Skip to content

v4.0.0

Choose a tag to compare

@github-actions github-actions released this 09 Jun 07:06
· 4 commits to main since this release
c150cf3

Major Changes

  • e0c14ad: Stop hiding consequential behavior behind defaults.

    Two defaults silently took actions the developer didn't ask for. Both now hand the decision back:

    • StepOpts.retries defaults to 0 (was 3). A step runs once and its failure is terminal unless you opt in with retries: N. Previously every step silently retried up to 4× with exponential backoff; you had to write retries: 0 to get a single run. (Steps re-run on crash recovery regardless, so side-effecting bodies should already be idempotent.)
    • engine.listRuns({ limit }) throws when limit > 500 instead of silently clamping to 500. Asking for more than the max now surfaces an error rather than truncating the page without a signal.

    Migration: if you relied on automatic step retries, add retries: 3 (or your preferred count) to those ctx.step(...) / .step(...) calls. If you passed listRuns({ limit }) above 500, lower it to ≤ 500.

  • e0c14ad: Group EngineOpts into descriptive config blocks.

    The flat options bag is replaced with four nested groups so related settings live together and each group's defaults are documented on the hover. Switchable subsystems (reconciler, retention) take false | { … }; always-on tuning (worker, limits) takes { … }. New: reconciler.schedule lets you change the sweep cadence (previously hardcoded to every minute).

    Migration:

    Before (v3) After (v4)
    workerSchema worker.schema
    concurrency worker.concurrency
    pollInterval worker.pollInterval
    enqueue worker.enqueue
    disableReconciler: true reconciler: false
    reconcilerGraceMs reconciler.graceMs
    runningStuckMs reconciler.runningStuckMs
    maxRunAttempts limits.maxRunAttempts
    defaultStepTimeoutMs limits.defaultStepTimeoutMs

    retention and limits (size caps) keep their fields; limits now also holds maxRunAttempts and defaultStepTimeoutMs.

    // before
    createEngine({
      db,
      pool,
      workerSchema: "gw",
      concurrency: 10,
      disableReconciler: true,
      maxRunAttempts: 50,
    });
    
    // after
    createEngine({
      db,
      pool,
      worker: { schema: "gw", concurrency: 10 },
      reconciler: false,
      limits: { maxRunAttempts: 50 },
    });

Minor Changes

  • e0c14ad: Export isSuspend and FlowSuspend from the public API.

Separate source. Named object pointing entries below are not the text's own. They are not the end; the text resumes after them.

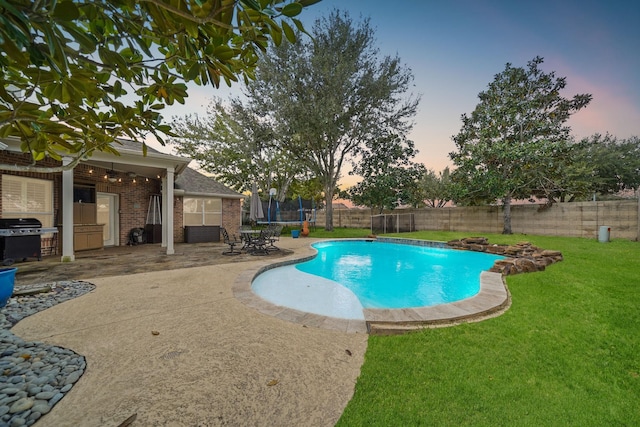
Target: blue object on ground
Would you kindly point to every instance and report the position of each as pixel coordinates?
(7, 280)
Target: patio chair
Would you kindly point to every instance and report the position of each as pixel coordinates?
(257, 245)
(274, 236)
(232, 242)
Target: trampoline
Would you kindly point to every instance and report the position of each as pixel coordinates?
(289, 212)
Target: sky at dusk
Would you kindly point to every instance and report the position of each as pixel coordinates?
(455, 49)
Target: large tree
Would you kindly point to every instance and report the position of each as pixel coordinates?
(614, 165)
(237, 144)
(334, 99)
(516, 140)
(436, 188)
(77, 74)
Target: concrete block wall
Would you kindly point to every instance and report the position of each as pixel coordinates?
(582, 219)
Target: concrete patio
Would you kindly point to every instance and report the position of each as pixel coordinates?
(174, 347)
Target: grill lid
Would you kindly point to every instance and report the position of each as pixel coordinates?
(19, 223)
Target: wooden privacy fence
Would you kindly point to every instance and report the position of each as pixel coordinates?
(581, 219)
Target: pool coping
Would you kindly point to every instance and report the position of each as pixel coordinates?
(492, 300)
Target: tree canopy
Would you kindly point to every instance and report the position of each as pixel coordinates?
(322, 103)
(436, 189)
(77, 74)
(237, 144)
(516, 142)
(613, 164)
(336, 99)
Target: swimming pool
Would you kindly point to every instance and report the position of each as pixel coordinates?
(347, 277)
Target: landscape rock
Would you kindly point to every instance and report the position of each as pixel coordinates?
(523, 257)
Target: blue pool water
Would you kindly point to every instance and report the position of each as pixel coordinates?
(347, 276)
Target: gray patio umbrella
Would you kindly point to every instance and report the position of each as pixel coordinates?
(255, 208)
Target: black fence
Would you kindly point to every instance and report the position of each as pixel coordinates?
(392, 223)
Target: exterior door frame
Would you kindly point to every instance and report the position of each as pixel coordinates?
(114, 218)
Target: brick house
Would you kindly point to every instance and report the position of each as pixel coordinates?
(98, 203)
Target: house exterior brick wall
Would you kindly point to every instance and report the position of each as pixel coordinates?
(231, 214)
(178, 218)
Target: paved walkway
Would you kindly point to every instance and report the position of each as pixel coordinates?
(172, 345)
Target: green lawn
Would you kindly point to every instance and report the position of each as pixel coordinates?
(567, 352)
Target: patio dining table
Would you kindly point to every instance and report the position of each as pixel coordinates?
(253, 243)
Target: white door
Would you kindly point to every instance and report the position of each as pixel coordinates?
(107, 208)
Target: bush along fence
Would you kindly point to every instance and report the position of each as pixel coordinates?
(579, 219)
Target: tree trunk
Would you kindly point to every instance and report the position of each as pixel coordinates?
(506, 205)
(328, 220)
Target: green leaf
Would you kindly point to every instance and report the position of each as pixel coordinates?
(66, 11)
(292, 9)
(288, 32)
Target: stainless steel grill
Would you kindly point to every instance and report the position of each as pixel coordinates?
(20, 238)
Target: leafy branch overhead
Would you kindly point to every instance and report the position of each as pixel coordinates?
(78, 74)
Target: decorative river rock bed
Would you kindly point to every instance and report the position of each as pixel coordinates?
(34, 376)
(521, 258)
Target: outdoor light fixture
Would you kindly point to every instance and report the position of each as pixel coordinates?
(112, 176)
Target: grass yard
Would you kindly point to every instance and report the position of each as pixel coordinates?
(567, 352)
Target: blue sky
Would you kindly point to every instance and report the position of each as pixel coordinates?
(454, 50)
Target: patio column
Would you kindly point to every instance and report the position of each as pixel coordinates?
(67, 213)
(167, 214)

    ctx.sleep / ctx.signal / ctx.invoke park a run by throwing FlowSuspend. Because it extends Error, a try/catch around a ctx.* call silently swallows the suspend and the run never parks. These were @internal, so consumers had no way to guard. The correct pattern is now expressible:

    try {
      await ctx.signal("approval", { timeout: "24h" });
    } catch (err) {
      if (isSuspend(err)) throw err; // let the run park
      // ...handle real errors
    }

Patch Changes

  • e0c14ad: Reap orphaned cron:* jobs on worker startup.

    When a cron is removed from code, graphile-worker stops scheduling it but already-enqueued cron:<name> jobs linger with no task handler — they sit forever, erroring across deploy cutovers. startGraphileWorker now runs a best-effort purge after run(), completing any cron:* job whose task is no longer registered. It never throws, so a reap failure can't block worker startup.

    The cron policy (jitter, overlap, reaping) now lives in its own cron module that the graphile adapter drives.

  • e0c14ad: Recover runs whose worker crashed mid-execution.

    A run that died while status = running could never resume: the reconciler re-enqueued it but left the status running, and claimRun rejects running as "lost" — so the re-enqueued job was skipped forever and the run hung permanently. The reconciler now resets a stuck running run to retrying before re-enqueuing, so the next claim succeeds. Guarded by the existing reconciler.runningStuckMs threshold (default 10 min).